Many federal contractors and subcontractors use a calendar year for their written affirmative action plans (AAP’s). That means their AAP’s are typically being reviewed and revised shortly after January 1. Working with companies over the years to help them develop and revise AAP’s and advising companies during OFCCP audits, we have come to appreciate the challenges for contractors in the process. Here are a few tips to keep in mind as you revise your AAP’s:

  1. It’s Not Just "Boilerplate"

Too often, contractors revising AAP’s simply "run the numbers" for the required statistical analysis and then put the plan back on the shelf. The narrative portions of the plan, sometimes referred to as "boilerplate," which include the contractor’s good faith efforts to achieve goals and action plans for the coming year, are often given little or no attention. In fact, in an audit by the OFCCP, the agency is often more focused on these narrative portions of the plan than on the statistical analysis. Time should be taken to carefully review the narrative portions, especially the action plans. The narrative should reflect what has worked and what has not worked in good faith affirmative action efforts in the previous year. Where you have had success, make sure to mention that. Where efforts did not work as well as anticipated, draft the narrative to show the good faith efforts that were made. Most important, draft action plans that are specific, rather than general commitments.

  1. Don’t Forget the 12-Month Review

Contractors often put their primary focus on the required availability analysis which looks at the workforce as it exists at the beginning of the plan year. Don’t forget that you are also required to analyze the personnel activity (hires, promotions, terminations, and compensation) for the 12-month period preceding the beginning of the plan year. The written AAP should include a brief analysis of that activity, making sure to reflect positive results and where results have not been positive, to reflect good faith efforts that have been made.

  1. Don’t Forget The AAP’s for Protected Veterans and Disabled Persons

Too often, the AAP’s for disabled persons and protected veterans are given very little attention in the annual review because they do not require any specific statistical analysis. However, note that the OFCCP has now proposed a rule that would require a statistical goal for disabled persons. Even though current regulations do not require a statistical analysis for veterans or disabled persons, the OFCCP has clearly shifted greater emphasis in compliance reviews to the AAP’s covering those groups. Each annual revision of the AAP should include a review and revision of the AAP’s for covered veterans and disabled persons. Include a discussion of any particular successes during the previous years and, to the extent possible, be specific in describing affirmative efforts to be taken in the following year.

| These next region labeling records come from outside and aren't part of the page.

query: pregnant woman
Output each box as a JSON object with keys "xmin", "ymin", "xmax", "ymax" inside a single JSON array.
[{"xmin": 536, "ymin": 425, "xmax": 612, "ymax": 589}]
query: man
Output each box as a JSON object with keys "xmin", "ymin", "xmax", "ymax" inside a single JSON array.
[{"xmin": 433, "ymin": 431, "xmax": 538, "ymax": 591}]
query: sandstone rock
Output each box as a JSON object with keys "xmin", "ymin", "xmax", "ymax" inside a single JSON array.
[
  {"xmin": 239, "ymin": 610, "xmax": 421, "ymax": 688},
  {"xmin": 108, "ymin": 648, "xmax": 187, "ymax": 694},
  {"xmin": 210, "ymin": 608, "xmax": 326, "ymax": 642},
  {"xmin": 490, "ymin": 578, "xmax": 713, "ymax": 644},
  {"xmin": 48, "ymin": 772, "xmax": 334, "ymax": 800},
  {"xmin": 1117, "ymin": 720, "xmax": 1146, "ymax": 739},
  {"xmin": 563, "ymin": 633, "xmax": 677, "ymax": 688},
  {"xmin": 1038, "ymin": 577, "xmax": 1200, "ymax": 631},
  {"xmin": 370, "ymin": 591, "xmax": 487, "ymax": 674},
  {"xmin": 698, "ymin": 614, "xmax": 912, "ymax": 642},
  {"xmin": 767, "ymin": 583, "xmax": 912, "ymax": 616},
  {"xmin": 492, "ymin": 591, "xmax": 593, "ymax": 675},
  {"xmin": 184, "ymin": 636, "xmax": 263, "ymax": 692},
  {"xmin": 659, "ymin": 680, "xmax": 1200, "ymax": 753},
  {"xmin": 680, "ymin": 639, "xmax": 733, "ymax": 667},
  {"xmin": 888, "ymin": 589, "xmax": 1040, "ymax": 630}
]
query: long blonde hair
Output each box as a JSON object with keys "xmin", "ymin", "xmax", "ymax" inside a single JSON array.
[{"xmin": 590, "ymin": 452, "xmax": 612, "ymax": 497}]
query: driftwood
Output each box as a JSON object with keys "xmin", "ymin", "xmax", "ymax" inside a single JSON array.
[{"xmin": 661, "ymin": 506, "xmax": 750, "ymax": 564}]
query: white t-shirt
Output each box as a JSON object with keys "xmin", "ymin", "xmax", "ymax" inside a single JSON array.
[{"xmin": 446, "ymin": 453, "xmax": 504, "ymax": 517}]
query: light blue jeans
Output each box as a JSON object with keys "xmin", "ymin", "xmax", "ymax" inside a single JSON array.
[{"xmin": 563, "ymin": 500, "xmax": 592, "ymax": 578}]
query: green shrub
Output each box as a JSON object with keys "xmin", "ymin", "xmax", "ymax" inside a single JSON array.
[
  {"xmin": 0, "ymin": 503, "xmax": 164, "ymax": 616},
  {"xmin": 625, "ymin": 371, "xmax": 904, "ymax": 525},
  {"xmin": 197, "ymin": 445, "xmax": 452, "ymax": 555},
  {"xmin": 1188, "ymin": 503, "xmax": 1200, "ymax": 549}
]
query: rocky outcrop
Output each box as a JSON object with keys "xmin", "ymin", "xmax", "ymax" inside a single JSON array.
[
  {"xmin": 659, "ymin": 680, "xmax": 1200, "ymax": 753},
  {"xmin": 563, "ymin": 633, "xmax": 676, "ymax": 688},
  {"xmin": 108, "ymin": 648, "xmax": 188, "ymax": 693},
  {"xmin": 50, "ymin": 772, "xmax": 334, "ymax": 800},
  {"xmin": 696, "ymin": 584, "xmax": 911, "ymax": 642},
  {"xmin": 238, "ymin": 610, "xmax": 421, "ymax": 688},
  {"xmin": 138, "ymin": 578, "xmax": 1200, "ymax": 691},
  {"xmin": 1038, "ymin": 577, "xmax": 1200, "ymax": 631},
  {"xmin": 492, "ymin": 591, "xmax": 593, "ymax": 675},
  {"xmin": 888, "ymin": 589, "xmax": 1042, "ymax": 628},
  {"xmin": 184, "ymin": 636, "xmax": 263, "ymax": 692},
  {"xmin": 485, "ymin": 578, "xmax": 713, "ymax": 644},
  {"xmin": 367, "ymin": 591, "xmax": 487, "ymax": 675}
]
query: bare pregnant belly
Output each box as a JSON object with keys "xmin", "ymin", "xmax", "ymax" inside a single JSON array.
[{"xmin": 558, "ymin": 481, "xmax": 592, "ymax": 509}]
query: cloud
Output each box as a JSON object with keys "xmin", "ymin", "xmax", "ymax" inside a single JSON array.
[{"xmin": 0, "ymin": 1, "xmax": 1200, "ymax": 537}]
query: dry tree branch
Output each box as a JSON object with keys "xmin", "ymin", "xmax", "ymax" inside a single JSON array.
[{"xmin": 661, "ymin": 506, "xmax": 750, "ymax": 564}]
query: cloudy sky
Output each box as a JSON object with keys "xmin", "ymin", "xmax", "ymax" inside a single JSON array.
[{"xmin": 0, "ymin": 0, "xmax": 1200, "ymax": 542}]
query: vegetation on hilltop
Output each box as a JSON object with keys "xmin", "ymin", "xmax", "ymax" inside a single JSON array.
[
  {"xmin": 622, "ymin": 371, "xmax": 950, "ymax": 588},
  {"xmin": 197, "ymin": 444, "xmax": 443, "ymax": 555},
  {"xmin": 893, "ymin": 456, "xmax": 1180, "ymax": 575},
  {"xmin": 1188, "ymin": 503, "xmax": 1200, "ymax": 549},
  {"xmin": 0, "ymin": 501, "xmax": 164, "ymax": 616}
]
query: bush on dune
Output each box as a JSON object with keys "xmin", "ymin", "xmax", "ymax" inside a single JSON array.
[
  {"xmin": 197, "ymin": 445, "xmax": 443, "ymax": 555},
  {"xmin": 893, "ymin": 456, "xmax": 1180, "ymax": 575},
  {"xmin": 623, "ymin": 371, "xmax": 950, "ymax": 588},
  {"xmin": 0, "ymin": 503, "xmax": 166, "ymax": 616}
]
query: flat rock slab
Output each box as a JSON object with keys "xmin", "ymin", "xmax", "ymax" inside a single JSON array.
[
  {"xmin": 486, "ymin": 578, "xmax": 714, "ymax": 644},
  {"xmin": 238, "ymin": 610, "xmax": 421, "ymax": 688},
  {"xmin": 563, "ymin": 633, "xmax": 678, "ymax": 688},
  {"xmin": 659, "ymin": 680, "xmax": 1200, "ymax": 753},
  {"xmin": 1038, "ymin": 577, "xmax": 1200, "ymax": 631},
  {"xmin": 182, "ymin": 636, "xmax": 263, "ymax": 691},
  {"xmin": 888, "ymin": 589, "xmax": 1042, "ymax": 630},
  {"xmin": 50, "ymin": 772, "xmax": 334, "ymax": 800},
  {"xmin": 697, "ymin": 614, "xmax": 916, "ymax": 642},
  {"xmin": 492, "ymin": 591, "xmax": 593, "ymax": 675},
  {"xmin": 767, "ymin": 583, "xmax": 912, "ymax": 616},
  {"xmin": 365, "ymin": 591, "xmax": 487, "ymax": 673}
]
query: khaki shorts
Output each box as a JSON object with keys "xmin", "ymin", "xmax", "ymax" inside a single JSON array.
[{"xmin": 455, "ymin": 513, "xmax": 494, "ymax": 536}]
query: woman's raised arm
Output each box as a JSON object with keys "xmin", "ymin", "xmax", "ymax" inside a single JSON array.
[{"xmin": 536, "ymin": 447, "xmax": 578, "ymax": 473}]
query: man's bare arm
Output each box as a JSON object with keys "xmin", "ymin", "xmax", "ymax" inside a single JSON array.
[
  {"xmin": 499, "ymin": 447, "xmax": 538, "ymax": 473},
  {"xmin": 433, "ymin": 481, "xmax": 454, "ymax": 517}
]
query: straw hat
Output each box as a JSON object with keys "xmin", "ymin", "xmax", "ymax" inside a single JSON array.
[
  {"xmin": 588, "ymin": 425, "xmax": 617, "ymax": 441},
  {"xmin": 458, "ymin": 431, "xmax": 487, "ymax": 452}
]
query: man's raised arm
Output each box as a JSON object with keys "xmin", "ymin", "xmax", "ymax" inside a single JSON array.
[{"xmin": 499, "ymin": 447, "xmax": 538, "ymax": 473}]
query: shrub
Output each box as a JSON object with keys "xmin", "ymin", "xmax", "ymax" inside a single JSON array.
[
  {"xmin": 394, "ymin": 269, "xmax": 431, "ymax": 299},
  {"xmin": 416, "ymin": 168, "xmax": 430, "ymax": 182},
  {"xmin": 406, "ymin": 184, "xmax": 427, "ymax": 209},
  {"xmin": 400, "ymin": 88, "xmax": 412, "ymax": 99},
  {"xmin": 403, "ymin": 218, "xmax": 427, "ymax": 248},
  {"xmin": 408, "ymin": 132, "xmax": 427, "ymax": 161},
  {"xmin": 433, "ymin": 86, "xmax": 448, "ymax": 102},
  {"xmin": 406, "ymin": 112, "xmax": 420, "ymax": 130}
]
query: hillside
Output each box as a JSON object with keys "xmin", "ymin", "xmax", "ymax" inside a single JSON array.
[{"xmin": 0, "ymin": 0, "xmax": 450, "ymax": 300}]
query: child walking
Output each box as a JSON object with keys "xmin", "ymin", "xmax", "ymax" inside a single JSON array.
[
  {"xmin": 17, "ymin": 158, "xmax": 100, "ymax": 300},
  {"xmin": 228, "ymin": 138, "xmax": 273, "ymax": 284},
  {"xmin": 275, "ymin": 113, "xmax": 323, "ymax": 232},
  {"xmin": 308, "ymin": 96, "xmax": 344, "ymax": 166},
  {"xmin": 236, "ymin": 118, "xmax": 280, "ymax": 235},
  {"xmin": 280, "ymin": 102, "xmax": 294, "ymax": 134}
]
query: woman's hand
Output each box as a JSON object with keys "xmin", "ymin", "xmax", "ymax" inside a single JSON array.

  1. Develop an AAP Calendar

When revising the narrative portions of your AAP’s, be sure to calendar each specific commitment made, such as periodic reports to management, contacts to recruitment sources, etc. It is too often the case that the AAP is looked at only annually when it is revised, and the various commitments in the AAP for steps taken during the year are overlooked.

A carefully-prepared AAP can go a long way in an audit by the OFCCP. Making sure that the required statistical analysis is defensible and realistic is of key importance. But, the narrative portions of the AAP should be drafted carefully to reflect a genuine and realistic commitment to good faith efforts over the course of the following year. Doing that will reflect positively on the Company if the AAP is audited by the OFCCP. By contrast, if the OFCCP has the impression that the AAP is looked at only once a year when it is revised and the action plans and policies are not taken seriously, it will put your company in a poor light during an audit.